Chime Financial Inc (CHYM) is a technology company in the Software - Application industry that operates a consumer-focused fintech platform built around deposit and payment products and, more recently, credit/origination products (branded MyPay). In Q2 2025 Chime reported $528.1M in quarterly revenue (YTD $1,046.9M), driven by a 23% increase in Active Members to 8.7M and an 18% rise in Purchase Volume to $32.43B; payments revenue remains the largest component while platform-related revenue (largely MyPay) more than doubled. The company completed its IPO on June 13, 2025 (net proceeds ≈ $770.6M) and reported substantial cash and revolver capacity, but GAAP results show a large net loss in Q2 driven primarily by one-time stock-based compensation recognized on IPO-related vesting. Management highlights strong gross margins (~87%) and improving adjusted EBITDA (3% margin) but flags scaling MyPay credit risk, bank partner dependency, and ongoing seasonality of purchase volume.
Compensation at Chime is equity-heavy and driven by rapid user and payment-volume growth metrics: active members, purchase volume, interchange economics, payments revenue, and platform credit performance (MyPay originations/loss rates) are likely key performance levers for incentives. The Q2 recognition of ~$928.1M in stock-based compensation (≈$885.8M RSUs) upon IPO-related liquidity vesting shows the company uses large RSU grants and vesting triggers tied to corporate liquidity events and retention, which can produce extreme GAAP volatility even when operating cash flows improve. Given fintech economics, management pay packages probably blend modest cash compensation with meaningful long‑term equity to conserve cash while rewarding scale and product adoption; bonuses and LTIP payouts will likely reference adjusted EBITDA, growth in active members, and loss rates on credit products. Expect continued use of equity for retention as MyPay scales, with supplemental pay elements linked to regulatory/compliance milestones and bank-partner stability.

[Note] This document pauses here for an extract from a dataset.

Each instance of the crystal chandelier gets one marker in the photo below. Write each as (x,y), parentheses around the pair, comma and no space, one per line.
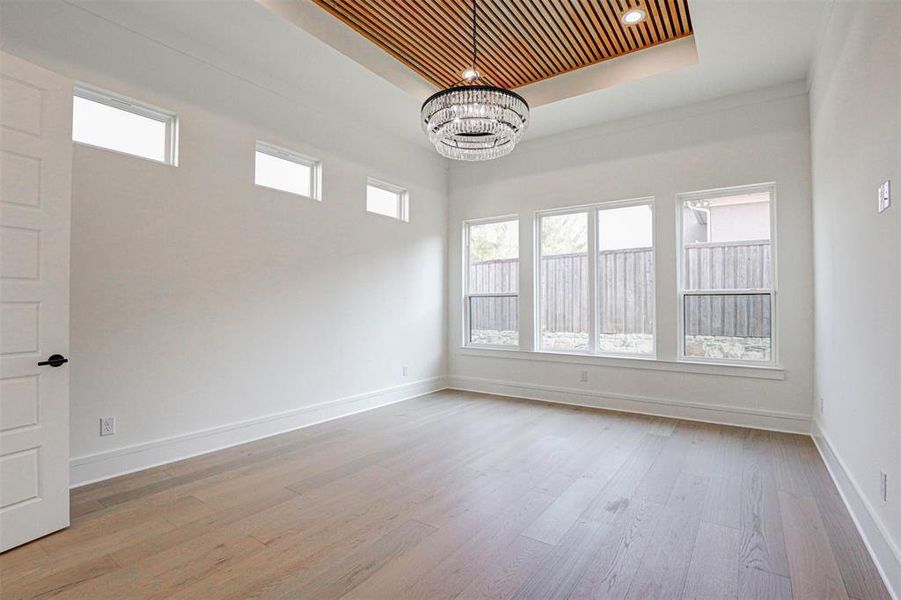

The IPO-triggered RSU vesting and the concentration of equity in insiders create a heightened likelihood of significant insider share sales once formal lockups or trading plan constraints expire, and past RSU taxation pressures can prompt near-term sales even during constructive operational runs. Insiders are subject to Section 16 reporting (Form 4) and typical blackout windows around earnings and material disclosures; many executives will use Rule 10b5-1 trading plans to avoid accusations of trading on material nonpublic information—watch filings for new or amended 10b5-1 plans and clustered Form 4 activity after lock-up expirations. Because Chime depends on bank partners and is exposed to credit/regulatory risk as MyPay scales, material operational updates (credit loss spikes, bank partner limits, or regulatory notices) are likely catalysts for abrupt stock moves and thus for changes in insider trading behavior and disclosure frequency.